Howard told legislators that his members are willing to disclose the chemicals they use, but the original language asked for an unrealistic level of detail, requiring analysis no commercial laboratory in the United States is equipped to do.
"Surely the General Assembly does not intend to require disclosure of chemicals in (discharge) applications that can only be accomplished at the university research level," Howard wrote. "NO other state places this burden on applicants, and neither does the EPA."
The initial sponsors of this bill, dubbed the Water Safety Act, had differing opinions on whether their bill was improved or degraded as it left their hands and became part of House/Senate leadership negotiations over the broader budget.
All Sen. Michael Lee, R-New Hanover, would say was, "I was very happy with the bill as I introduced it."
Rep. Ted Davis, also R-New Hanover, said he was happier with the final version. One reason: DEQ will get more funding under this version than the original, something that has been a sticking point between the House and the Senate, as well as with Gov. Roy Cooper's administration.
The funding will still be lower than what Cooper and DEQ requested, though.
State Rep. Holly Grange, R-New Hanover, called the final language "a start." She and Davis both said lawmakers can build on the legislation in future sessions.
"It was all compromise," Grange said. "It's not ideal."
McGrady, R-Henderson, said legislators heard from many people that "the bill as introduced had serious flaws and unintended consequences."

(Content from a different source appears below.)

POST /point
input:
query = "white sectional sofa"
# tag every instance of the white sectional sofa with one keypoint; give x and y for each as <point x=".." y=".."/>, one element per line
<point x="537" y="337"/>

"Various groups -- not just NCMA -- delivered that message effectively," McGrady said in an email. "One week, I was being told I needed to get onboard and support the bill. The following week, I was being asked to help fix problems with the bill."
Howard acknowledged that his group got every change it wanted in the bill, but he said that's because those changes were clearly needed.
"I'm tickled that it was complete, but it needed to be," Howard said. "I think the membership realized that once they realized what the implications were. ... I would almost guarantee you it's not just because we asked for it."